Autor:  miły_marian. [ 14 stycznia 2013, 14:56 - pn ]
Tytuł:  Re: Choroby pszczelarzy

emilmag Bardzo ci wspułczuje ze porą zimową masz takie trudnosci w nocy. Radził bym kupic masc jadową w kremie i smarować bolonce czesci. A jeszcze kupic pół litra wudki 40% i chrzan zetrzec na tarce i wsypac tak 1/4 do butelki musi postac z tydaien codzienie przewracając butelko i potem smarować tym alkocholem bolonce czesci ciała. Napisz mi na PW to dam ci adrez gdzie tą masc możesz kupic bo w aptece tego niema. Tylko jedna pasieka w Polsce odciąga jad pszczeli i robi masc jadową w kremie w pruszczu pszczynskim. Nie podaje ci numeru telefonu publicznie bo niemam do tego upowaznienia.

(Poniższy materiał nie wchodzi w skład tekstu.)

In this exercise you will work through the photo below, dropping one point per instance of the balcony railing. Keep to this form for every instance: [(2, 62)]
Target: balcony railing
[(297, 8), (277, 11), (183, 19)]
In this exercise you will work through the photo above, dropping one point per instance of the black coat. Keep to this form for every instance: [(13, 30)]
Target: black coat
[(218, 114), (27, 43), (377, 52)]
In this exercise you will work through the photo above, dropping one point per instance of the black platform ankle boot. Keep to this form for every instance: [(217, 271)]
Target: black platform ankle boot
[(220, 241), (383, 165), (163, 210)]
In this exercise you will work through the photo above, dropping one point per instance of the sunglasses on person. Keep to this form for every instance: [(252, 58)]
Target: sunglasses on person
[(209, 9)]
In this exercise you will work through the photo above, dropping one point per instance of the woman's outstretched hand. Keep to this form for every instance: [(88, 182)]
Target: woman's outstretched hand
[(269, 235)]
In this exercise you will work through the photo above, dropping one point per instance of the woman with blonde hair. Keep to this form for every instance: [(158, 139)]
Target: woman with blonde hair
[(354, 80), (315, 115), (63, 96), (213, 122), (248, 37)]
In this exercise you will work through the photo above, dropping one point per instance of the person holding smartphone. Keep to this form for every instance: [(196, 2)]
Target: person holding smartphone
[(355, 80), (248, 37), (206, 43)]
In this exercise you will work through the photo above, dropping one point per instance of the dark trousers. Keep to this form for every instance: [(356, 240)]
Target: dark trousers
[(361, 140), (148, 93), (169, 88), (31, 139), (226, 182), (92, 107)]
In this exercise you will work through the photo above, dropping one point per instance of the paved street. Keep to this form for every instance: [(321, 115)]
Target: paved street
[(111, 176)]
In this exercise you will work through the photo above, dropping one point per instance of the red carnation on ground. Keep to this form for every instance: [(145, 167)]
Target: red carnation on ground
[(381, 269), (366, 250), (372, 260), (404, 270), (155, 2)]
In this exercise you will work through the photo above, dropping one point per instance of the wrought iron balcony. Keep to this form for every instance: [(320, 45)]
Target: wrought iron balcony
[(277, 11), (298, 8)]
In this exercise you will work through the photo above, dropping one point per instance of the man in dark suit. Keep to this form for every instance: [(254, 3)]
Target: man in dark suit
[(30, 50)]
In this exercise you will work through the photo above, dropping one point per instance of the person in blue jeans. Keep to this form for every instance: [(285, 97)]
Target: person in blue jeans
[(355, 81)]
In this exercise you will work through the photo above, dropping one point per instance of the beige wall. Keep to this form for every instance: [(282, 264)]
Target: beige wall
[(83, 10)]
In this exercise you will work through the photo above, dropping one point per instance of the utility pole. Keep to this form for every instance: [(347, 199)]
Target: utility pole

Pozdrawiam miły_marian

Autor:  komark1 [ 14 stycznia 2013, 17:48 - pn ]
Tytuł:  Re: Choroby pszczelarzy

Panie "mily-marianie " bardzo proszę podaj pan jak przygotować ten propolis do picia i jak go stosować,żona ma dolegliwości z żołądkiem dwunastnicą itp.chodzi od lekarza do lekarza i jakoś nie ma efektu.Ja dzięki Bogu nie mam dolegliwości,jestem pszczelarzem od kilkunastu lat,pozyskuje propolis-kit ale go sprzedaję. Byłbym wdzięczy za podanie przepisu.Dziękuję!

Autor:  jino2 [ 14 stycznia 2013, 18:06 - pn ]
Tytuł:  Re: Choroby pszczelarzy

komark1, na tą dolegliwość to ponąć spożywanie kiszonej kapusty pomaga (tak słyszałem).

Autor:  jino2 [ 14 stycznia 2013, 18:09 - pn ]
Tytuł:  Re: Choroby pszczelarzy

komark1 pisze:
Panie "mily-marianie " bardzo proszę podaj pan jak przygotować ten propolis do picia i jak go stosować,żona ma dolegliwości z żołądkiem dwunastnicą itp.chodzi od lekarza do lekarza i jakoś nie ma efektu.Ja dzięki Bogu nie mam dolegliwości,jestem pszczelarzem od kilkunastu lat,pozyskuje propolis-kit ale go sprzedaję. Byłbym wdzięczy za podanie przepisu.Dziękuję!

z przygotowaniem propolisu to podstawa aby był czysty, aby nie zawierał wosku.
obecnie są jakieś nowe metody rozpuszczania w wodzie ale "tabu".